Cemetery concerns could be put to rest with land swap

Anchorage cemetery director says proper soil conditions can be of critical importance

Posted: Tuesday, June 14, 2005

KENAI - There are 57 graveyards on the Kenai Peninsula, but not one in Soldotna.

Now, the Kenai Peninsula Borough and the city of Soldotna are working on a land swap - Soldotna's 17-acre Arc Lake section for the borough's 10-acres tract on West Redoubt Avenue.

If approved at the July 12 Borough Assembly meeting, the city would develop a cemetery and the borough would have some additional buffer space around its landfill.

Establishing a cemetery is long overdue, Soldotna Mayor Dave Carey said. More than two years ago, he appointed a task force to look for a good spot.

"Older residents in the area have said they want an area that is closer and easily accessible," Carey said. "I still have my mother's ashes at my home because she was very clear that she wanted to be buried in Soldotna. This is her home."

Carey said he hopes the idea doesn't die at the borough meeting.

"I hope it's successful this time," he said.

In the budget approved by the City Council last week, there are funds set aside for either the Soldotna Public Works or Parks and Recreation Department to oversee the maintenance while grave-digging would be done by contract, Carey said.

Task force member Barbara Jewell, who is also a member of the Soldotna Historical Society, has been encouraging the city to develop a piece of property for several years with the conviction that a cemetery is important for any community.

"It's a good historical marker," Jewell said. "It's fascinating to look at the chronological order of a city, and we hope this works."

The society and task force found the West Redoubt parcel to be an ideal place for a cemetery.

"The utilities are there. We feel it's a top-notch spot a nice peaceful setting," Jewell said.

Anchorage cemetery director Don Warden also shared his expertise with the task force. Proper soil conditions were critical in finding a location, he said.

"They dug a test grave and the soil looked really good. There's no worry with the water table and there is room enough to grow as time goes on," Warden said. "That's a very nice section of land. I recommend it."

Warden also recommended the city leave 10 percent undeveloped for roads and some for landscaping. It should be designed with the future in mind.

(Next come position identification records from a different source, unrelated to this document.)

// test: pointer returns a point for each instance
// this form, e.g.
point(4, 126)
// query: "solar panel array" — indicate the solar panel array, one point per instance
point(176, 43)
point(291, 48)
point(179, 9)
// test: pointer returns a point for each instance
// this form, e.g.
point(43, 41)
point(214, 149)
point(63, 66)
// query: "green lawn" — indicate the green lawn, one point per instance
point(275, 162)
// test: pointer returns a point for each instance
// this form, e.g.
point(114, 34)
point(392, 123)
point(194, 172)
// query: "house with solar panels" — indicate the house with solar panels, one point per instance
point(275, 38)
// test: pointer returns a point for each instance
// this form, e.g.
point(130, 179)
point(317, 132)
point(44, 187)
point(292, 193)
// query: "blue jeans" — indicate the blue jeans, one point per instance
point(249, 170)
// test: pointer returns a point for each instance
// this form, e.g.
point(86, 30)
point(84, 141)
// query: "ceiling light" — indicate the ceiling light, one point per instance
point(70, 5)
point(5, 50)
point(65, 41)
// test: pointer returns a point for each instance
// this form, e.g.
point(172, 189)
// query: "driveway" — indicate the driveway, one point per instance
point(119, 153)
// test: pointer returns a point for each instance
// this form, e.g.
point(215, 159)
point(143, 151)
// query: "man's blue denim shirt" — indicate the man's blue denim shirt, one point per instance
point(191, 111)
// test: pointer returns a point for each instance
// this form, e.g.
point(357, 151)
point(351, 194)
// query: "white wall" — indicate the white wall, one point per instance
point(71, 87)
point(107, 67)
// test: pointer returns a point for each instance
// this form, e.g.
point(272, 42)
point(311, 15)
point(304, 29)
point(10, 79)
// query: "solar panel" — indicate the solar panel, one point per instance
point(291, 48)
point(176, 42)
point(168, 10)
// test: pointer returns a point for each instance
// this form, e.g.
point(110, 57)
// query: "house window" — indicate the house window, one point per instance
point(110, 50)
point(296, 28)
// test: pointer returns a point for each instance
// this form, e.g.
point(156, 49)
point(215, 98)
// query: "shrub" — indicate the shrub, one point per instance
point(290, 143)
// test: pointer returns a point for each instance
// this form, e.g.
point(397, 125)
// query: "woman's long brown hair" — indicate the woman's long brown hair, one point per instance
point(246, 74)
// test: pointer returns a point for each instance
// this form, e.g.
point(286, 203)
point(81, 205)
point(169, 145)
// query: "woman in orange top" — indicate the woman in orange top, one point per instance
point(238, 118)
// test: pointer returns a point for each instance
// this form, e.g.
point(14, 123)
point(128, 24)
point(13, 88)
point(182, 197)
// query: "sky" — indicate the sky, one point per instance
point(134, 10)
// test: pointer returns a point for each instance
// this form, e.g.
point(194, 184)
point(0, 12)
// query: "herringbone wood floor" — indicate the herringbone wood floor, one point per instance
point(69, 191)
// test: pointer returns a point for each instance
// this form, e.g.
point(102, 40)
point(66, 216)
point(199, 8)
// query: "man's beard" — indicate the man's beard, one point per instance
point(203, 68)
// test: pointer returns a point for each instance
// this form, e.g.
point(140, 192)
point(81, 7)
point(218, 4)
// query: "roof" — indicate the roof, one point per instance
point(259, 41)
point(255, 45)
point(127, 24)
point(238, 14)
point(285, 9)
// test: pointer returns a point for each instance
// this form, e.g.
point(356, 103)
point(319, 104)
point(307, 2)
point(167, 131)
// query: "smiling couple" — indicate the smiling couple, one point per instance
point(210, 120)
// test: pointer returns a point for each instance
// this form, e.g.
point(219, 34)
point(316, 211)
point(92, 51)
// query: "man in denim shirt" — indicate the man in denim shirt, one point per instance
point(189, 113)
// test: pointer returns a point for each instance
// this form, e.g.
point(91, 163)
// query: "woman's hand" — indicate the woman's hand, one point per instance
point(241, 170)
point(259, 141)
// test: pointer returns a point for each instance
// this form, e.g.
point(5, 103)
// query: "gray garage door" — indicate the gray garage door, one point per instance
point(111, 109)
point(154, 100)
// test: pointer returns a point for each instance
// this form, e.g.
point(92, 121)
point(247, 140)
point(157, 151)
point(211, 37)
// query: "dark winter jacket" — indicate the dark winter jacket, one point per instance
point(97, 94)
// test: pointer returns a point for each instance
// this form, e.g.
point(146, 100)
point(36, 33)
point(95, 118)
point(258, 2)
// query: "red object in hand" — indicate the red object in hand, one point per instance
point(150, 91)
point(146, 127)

A well-designed cemetery would need a fence or wall, some sort of columbarium (a tomb for cremated remains) and sections for infants and veterans.

"Like we say in the business, the cemetery is forever," Warden said.

Peninsula Memorial Chapel and Crematory owner and director Tim Wisniewski said Soldotna families burying their loved ones likely would use a city cemetery.

"A cemetery run professionally that looks nice won't be anything people will even think twice about using," Wisniewski said. "I know Soldotna would do a good job and be committed to keeping it up."